For the AOT flow, compilation of a model to `.pte` format using the Ethos-U backend, the requirements are:
- [TOSA Serialization Library](https://www.mlplatform.org/tosa/software.html) for serializing the Exir IR graph into TOSA IR.
- [Ethos-U Vela graph compiler](https://pypi.org/project/ethos-u-vela/) for compiling TOSA flatbuffers into an Ethos-U command stream.

And for building and running the example application available in `examples/arm/executor_runner/`:
- [Arm GNU Toolchain](https://developer.arm.com/Tools%20and%20Software/GNU%20Toolchain) for cross compilation.
- [Arm&reg; Corstone&trade; SSE-300 FVP](https://developer.arm.com/documentation/100966/1128/Arm--Corstone-SSE-300-FVP) for testing on a Arm&reg; Cortex&reg;-M55+Ethos-U55 reference design.
- [Arm&reg; Corstone&trade; SSE-320 FVP](https://developer.arm.com/documentation/109760/0000/SSE-320-FVP) for testing on a Arm&reg; Cortex&reg;-M85+Ethos-U85 reference design.
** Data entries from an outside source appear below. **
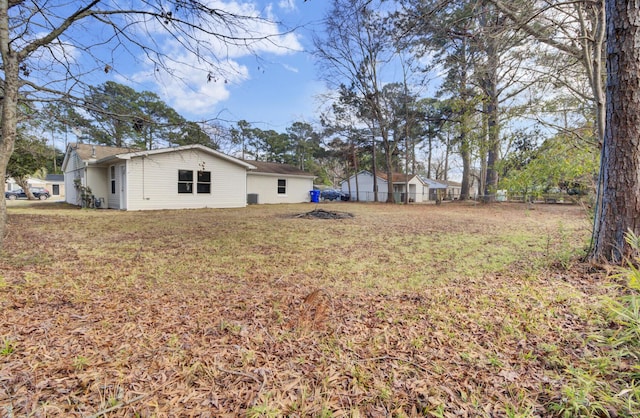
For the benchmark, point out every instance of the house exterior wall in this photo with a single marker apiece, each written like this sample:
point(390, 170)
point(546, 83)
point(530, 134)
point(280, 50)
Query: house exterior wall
point(112, 200)
point(95, 181)
point(266, 187)
point(152, 182)
point(418, 191)
point(365, 188)
point(75, 169)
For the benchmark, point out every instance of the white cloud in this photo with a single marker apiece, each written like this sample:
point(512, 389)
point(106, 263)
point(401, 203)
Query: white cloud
point(193, 85)
point(287, 5)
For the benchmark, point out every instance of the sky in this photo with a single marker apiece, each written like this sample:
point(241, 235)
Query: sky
point(270, 89)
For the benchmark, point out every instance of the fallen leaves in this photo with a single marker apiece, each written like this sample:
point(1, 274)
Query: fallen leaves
point(259, 315)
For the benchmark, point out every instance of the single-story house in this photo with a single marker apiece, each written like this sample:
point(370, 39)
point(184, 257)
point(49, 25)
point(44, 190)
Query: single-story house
point(437, 188)
point(454, 189)
point(277, 183)
point(185, 177)
point(52, 182)
point(418, 190)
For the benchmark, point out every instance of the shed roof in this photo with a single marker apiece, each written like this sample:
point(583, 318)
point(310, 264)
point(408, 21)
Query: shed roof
point(277, 168)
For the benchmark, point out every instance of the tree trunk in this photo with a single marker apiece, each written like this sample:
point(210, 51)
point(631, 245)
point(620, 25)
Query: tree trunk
point(619, 210)
point(10, 63)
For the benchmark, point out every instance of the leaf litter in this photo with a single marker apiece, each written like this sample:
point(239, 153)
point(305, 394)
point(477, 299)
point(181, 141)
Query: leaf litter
point(249, 313)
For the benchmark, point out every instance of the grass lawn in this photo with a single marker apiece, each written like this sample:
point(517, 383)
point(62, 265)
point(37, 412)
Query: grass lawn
point(399, 311)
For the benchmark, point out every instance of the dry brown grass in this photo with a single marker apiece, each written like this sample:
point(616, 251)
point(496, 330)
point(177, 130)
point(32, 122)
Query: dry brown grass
point(398, 311)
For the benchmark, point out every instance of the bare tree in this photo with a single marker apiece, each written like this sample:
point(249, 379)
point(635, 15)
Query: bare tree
point(353, 52)
point(576, 29)
point(50, 51)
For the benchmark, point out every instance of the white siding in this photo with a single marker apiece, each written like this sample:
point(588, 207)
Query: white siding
point(74, 170)
point(152, 182)
point(95, 177)
point(266, 187)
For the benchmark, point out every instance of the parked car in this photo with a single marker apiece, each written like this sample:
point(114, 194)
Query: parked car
point(331, 194)
point(38, 192)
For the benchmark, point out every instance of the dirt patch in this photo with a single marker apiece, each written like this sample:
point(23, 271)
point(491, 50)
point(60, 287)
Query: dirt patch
point(324, 214)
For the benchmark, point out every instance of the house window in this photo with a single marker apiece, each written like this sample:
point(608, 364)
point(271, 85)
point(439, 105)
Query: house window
point(185, 181)
point(112, 177)
point(204, 182)
point(282, 186)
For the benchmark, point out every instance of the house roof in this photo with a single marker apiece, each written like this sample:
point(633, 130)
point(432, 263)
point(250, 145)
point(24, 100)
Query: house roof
point(55, 177)
point(101, 154)
point(264, 167)
point(399, 177)
point(98, 152)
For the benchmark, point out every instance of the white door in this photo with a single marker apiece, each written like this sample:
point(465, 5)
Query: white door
point(123, 187)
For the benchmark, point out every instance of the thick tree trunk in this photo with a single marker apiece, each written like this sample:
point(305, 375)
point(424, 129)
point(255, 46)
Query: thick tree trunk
point(619, 210)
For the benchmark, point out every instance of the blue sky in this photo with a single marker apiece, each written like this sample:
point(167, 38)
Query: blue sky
point(271, 89)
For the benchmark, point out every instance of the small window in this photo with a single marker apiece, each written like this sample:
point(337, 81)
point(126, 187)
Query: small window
point(112, 175)
point(204, 182)
point(185, 181)
point(282, 186)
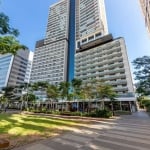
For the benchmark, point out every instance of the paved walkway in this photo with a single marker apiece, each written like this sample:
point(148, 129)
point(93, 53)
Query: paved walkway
point(127, 133)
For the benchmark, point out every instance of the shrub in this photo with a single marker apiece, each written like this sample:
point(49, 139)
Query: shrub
point(146, 103)
point(101, 114)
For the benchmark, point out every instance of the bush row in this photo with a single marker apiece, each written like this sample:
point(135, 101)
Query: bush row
point(98, 113)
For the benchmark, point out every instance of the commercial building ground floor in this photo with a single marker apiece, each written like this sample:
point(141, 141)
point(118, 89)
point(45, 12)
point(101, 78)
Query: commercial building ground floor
point(122, 104)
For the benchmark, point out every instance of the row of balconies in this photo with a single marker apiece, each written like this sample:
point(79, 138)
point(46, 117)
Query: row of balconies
point(114, 62)
point(98, 59)
point(104, 72)
point(106, 78)
point(97, 54)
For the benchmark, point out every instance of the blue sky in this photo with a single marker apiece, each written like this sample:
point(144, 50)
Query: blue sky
point(125, 19)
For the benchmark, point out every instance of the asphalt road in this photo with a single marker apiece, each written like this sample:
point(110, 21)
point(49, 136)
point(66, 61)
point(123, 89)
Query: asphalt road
point(125, 133)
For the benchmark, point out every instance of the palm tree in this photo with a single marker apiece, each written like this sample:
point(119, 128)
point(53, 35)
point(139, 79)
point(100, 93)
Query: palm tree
point(5, 28)
point(86, 93)
point(8, 44)
point(105, 91)
point(52, 93)
point(112, 96)
point(3, 102)
point(76, 89)
point(8, 41)
point(64, 91)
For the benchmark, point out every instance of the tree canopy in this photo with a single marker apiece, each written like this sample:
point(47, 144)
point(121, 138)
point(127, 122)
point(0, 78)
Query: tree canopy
point(8, 41)
point(142, 74)
point(5, 27)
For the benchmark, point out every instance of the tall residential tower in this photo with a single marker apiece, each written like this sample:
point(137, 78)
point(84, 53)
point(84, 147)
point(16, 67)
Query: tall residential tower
point(98, 54)
point(52, 61)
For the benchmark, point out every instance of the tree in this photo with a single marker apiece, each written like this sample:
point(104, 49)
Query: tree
point(86, 93)
point(64, 91)
point(52, 92)
point(8, 44)
point(5, 27)
point(76, 87)
point(142, 74)
point(8, 41)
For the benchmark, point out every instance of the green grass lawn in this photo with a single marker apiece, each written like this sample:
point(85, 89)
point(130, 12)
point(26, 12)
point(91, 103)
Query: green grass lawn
point(23, 128)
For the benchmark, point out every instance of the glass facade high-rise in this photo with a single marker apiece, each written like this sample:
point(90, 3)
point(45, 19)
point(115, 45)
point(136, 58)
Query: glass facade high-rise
point(52, 62)
point(13, 69)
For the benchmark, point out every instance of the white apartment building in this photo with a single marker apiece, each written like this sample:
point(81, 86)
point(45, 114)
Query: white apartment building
point(98, 55)
point(90, 20)
point(105, 59)
point(51, 54)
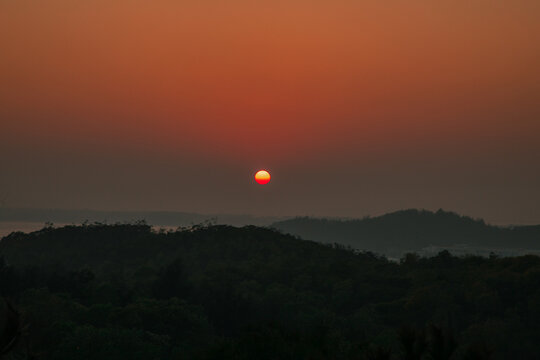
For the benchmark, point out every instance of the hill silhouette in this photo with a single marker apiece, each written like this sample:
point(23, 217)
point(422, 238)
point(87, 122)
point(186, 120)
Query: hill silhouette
point(126, 291)
point(411, 230)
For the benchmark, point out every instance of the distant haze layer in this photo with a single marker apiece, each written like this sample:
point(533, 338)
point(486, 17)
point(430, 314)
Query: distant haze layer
point(355, 107)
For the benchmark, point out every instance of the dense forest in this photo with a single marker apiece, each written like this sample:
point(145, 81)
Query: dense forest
point(126, 291)
point(411, 230)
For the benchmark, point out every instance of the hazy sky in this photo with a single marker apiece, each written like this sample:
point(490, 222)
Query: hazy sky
point(355, 107)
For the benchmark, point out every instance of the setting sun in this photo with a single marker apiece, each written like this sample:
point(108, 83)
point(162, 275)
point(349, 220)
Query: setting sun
point(262, 177)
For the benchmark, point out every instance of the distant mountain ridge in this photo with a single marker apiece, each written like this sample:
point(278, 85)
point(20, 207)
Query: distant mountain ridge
point(411, 230)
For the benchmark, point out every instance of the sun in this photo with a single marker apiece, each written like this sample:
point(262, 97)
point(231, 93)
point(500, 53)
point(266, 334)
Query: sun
point(262, 177)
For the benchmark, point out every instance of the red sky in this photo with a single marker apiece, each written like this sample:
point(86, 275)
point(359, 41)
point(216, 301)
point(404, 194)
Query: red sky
point(356, 107)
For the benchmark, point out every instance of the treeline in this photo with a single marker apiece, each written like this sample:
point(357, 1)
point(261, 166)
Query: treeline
point(411, 230)
point(219, 292)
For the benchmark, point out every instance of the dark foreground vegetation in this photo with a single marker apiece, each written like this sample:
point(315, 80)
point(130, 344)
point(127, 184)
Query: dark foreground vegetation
point(219, 292)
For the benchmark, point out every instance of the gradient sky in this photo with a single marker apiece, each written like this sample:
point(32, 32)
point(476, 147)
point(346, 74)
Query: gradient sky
point(355, 107)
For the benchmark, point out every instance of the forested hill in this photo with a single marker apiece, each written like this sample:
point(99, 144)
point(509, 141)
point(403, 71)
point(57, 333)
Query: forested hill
point(411, 230)
point(219, 292)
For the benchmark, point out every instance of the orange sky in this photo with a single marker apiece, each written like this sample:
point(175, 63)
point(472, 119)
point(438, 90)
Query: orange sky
point(325, 85)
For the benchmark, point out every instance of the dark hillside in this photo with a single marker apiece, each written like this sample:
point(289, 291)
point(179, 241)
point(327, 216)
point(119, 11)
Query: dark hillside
point(412, 230)
point(220, 292)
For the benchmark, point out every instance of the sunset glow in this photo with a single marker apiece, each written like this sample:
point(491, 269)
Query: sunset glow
point(262, 177)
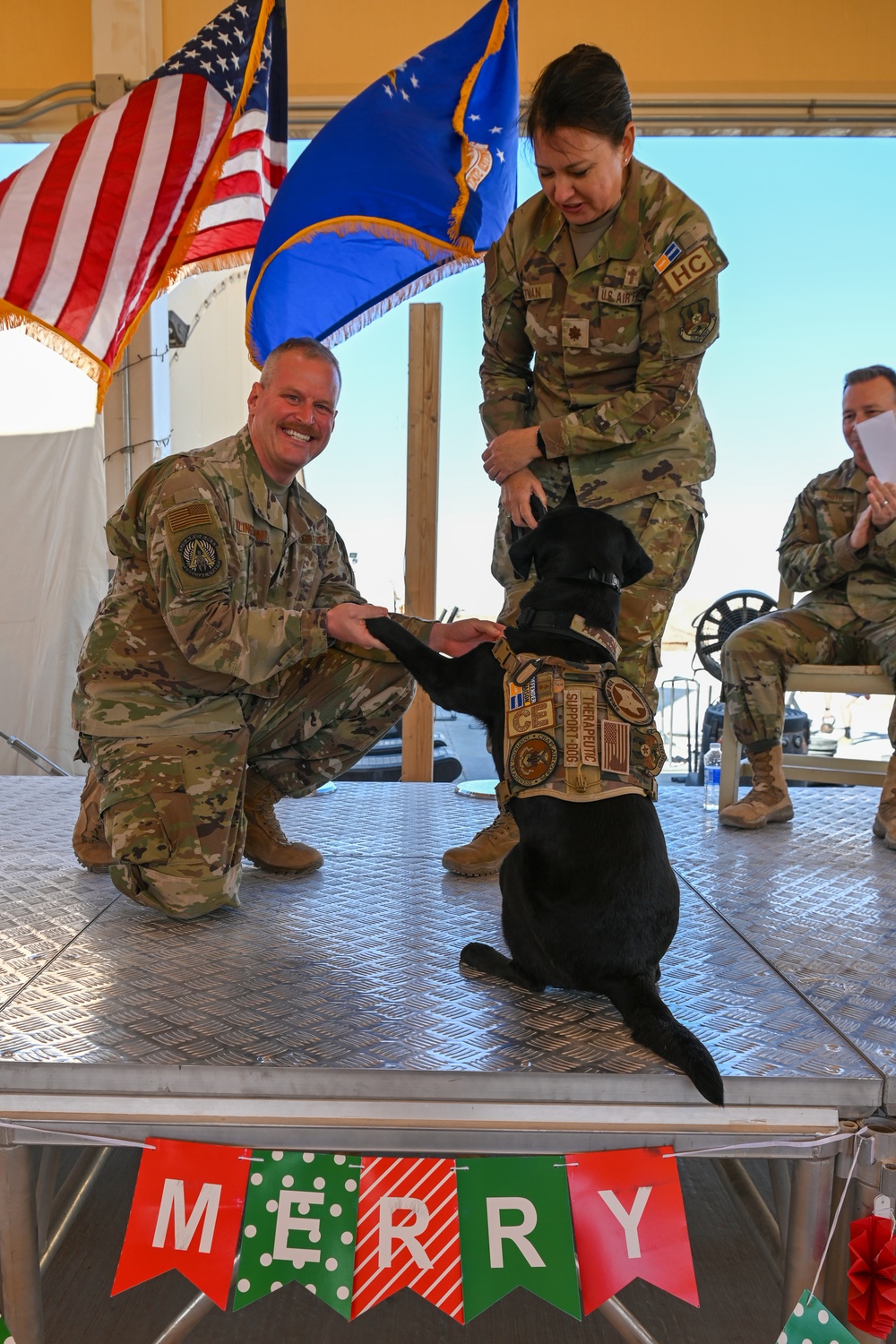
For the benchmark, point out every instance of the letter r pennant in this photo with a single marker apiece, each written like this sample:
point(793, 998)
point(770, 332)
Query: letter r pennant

Fixed Virtual Platforms (FVPs) are freely available emulators provided by Arm for easy embedded development without the need for a physical development board.

## Using the Arm Ethos-U Backend

The main configuration point for the lowering is the `EthosUCompileSpec` consumed by the partitioner and quantizer.
The full user-facing API is documented below.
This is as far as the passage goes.